June saw a tangible worsening of the situation on the labour market as a result of the weak economy: registered unemployment rose by 28,000 in seasonally adjusted terms. An increase on this scale in June is unusual: normally, the spring pick-up results in a drop. The figures are not driven by refugee flows: the rise is primarily due to the economic development. Gainful employment fell slightly by 1,000 people in May (seasonally adjusted); employment subject to social insurance payments stagnated in April (+0 persons, seasonally adjusted). This marks an end for the time being to the sharp upturn in employment seen in recent months. In contrast, short-time work was down further. The leading indicators from the Institute for Labour Market Research (IAB) and ifo deteriorated further in June. Only the services sector is planning to recruit more people; industry and trade are expecting to see falls. The number of reported vacancies also fell. It is still at a high level, because companies are finding it difficult to recruit suitable staff. This means that the weak economy is now impacting on the labour market for the first time. A recovery is not expected until the economy picks up speed again. But there is no likelihood of a sharp rise in unemployment. Companies are adjusting to a situation in which the skills shortage will worsen in the medium term due to demographics, digitalisation and decarbonisation. The number of reported vacancies stood at 769,000 in June, remaining at a very high level in the longer-term comparison. At the same time, the long vacancy period, i.e. the time between the desired recruitment date and the departure of the previous employee, reflects the difficulties of many companies in finding (skilled) workers quickly.

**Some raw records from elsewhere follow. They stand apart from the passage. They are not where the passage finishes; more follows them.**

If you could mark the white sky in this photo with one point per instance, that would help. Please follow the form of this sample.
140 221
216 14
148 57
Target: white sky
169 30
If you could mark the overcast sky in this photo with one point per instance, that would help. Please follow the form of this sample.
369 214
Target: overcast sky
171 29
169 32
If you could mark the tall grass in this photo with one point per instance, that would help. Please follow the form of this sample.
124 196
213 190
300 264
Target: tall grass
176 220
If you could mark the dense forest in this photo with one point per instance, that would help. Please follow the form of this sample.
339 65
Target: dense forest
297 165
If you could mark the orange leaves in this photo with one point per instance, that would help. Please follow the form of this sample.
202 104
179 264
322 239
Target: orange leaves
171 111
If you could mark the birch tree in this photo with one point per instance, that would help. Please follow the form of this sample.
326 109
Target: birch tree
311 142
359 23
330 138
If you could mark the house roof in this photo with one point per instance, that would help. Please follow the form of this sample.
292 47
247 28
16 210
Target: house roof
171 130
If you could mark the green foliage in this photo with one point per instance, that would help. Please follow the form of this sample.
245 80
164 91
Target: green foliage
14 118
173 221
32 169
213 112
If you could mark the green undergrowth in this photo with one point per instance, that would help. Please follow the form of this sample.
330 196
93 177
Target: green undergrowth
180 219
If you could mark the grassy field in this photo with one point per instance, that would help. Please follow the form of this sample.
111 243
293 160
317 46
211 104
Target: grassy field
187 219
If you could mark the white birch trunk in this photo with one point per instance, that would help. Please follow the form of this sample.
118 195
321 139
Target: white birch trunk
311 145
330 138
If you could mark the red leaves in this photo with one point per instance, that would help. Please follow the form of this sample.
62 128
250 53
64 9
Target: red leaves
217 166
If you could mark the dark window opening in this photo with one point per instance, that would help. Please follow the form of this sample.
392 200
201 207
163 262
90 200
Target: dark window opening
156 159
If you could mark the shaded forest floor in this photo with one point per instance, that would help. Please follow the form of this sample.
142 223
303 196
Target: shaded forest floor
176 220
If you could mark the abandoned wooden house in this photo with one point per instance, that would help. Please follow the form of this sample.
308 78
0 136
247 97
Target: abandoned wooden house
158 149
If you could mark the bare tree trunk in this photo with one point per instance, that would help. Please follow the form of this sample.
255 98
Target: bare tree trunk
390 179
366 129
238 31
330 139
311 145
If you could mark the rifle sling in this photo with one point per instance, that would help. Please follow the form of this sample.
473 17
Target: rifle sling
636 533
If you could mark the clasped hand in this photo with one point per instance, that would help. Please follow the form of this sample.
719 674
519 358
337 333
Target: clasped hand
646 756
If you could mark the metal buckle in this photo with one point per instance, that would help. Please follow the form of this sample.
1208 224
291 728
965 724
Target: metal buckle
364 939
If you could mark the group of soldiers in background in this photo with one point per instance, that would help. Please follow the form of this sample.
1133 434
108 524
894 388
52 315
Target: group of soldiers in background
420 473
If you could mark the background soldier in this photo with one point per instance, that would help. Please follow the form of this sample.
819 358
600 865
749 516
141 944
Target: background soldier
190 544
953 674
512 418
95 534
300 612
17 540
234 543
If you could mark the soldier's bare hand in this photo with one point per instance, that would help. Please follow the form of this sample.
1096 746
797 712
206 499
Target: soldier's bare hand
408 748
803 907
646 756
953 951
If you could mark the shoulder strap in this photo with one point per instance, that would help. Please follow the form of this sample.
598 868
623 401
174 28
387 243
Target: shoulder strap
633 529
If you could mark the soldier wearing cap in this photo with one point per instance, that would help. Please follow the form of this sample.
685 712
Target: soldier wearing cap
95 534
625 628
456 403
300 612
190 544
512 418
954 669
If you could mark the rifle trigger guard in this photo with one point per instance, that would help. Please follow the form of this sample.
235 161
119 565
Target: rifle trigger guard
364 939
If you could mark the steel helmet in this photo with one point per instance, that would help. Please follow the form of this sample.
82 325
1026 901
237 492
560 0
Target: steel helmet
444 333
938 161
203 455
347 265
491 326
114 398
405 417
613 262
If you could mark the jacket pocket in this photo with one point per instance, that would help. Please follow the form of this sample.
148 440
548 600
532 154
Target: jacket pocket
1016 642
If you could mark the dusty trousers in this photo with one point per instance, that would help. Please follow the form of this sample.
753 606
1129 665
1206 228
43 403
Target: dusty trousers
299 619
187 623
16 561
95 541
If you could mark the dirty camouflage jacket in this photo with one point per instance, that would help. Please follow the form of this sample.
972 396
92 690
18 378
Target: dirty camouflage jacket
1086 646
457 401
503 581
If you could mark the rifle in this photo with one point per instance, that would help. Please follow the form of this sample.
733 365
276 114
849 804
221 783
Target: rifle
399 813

According to the official insolvency statistics, corporate insolvencies increased by 17.2% year-on-year in the first four months of 2023, amounting to a total of 5,545. In April 2023, there were 1,428 insolvencies of businesses, which was 14.4% up on April 2022.

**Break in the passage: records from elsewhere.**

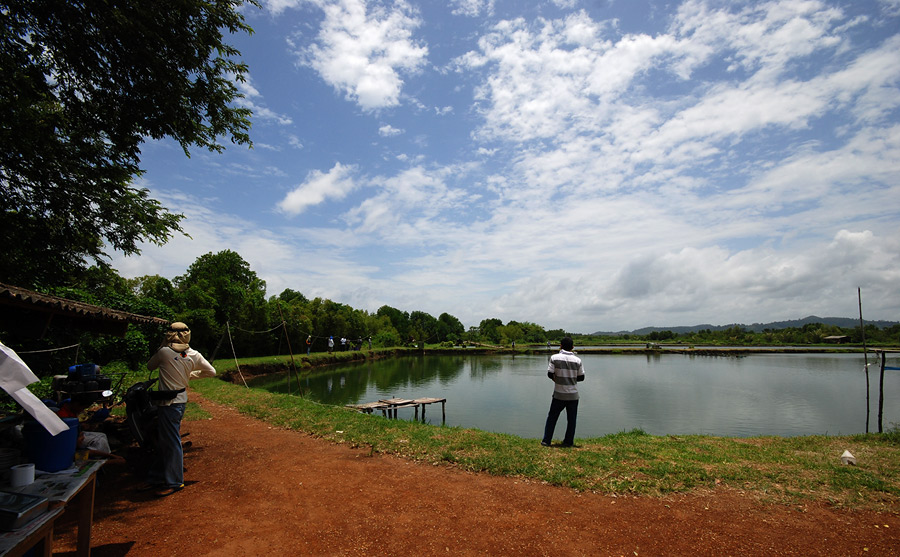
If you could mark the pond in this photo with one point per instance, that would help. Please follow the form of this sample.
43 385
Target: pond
758 394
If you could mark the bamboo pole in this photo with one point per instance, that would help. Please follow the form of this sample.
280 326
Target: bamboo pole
862 329
881 394
293 366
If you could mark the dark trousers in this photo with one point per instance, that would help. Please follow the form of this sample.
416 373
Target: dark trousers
168 468
556 407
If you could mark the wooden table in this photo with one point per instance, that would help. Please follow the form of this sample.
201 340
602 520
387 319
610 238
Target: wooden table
72 491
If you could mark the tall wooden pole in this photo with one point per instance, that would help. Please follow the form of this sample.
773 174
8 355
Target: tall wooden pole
862 329
881 394
288 338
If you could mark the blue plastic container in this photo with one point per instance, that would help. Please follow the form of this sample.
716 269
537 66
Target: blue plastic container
50 453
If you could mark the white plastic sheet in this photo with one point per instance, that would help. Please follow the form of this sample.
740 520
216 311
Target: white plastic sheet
15 376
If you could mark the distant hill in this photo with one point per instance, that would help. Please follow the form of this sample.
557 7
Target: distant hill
845 322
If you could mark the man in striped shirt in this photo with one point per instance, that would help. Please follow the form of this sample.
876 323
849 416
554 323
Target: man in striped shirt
566 371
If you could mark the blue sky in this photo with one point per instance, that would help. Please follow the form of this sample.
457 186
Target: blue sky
588 165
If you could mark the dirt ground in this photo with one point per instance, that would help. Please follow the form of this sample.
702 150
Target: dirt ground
257 490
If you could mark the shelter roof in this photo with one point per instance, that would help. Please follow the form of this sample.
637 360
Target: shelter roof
21 307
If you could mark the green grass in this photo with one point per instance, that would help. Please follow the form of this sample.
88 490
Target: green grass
776 469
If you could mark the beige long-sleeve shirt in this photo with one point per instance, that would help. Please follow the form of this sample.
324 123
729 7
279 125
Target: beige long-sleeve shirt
176 369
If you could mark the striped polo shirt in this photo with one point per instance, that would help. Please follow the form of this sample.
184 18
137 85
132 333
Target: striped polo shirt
566 369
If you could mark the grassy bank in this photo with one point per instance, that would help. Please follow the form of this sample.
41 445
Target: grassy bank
786 470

The trend in the rate of insolvencies has kept rising since the second half of 2022, albeit starting from a very low level. The implications of the war against Ukraine, the temporary sharp rise in energy prices and the persistent high inflation rates are a major burden for many companies, and it is difficult to assess their impact in terms of future insolvencies in the coming months.
As a leading indicator, the number of regular insolvencies filed gives an indication of the future development of corporate insolvencies. According to preliminary data from the Federal Statistical Office, these rose by 2.2% June 2023 compared with May 2023, and by 13.9% in year-on-year terms. According to the Halle Institute for Economic Research’s Bankruptcy Update, the number of insolvencies of partnerships and corporations has risen to the highest level since 2016. The number of insolvencies of partnerships and corporations stood at 1,050 in June, 48.1% higher than in June 2022. However, the coming months are expected to see a slight fall.


1 This report is based on data that was available as of 13 July 2023. Unless stated otherwise, these are rates of change against the respective preceding period on the basis of price-adjusted figures which have also been adjusted for calendar-day and seasonal variations.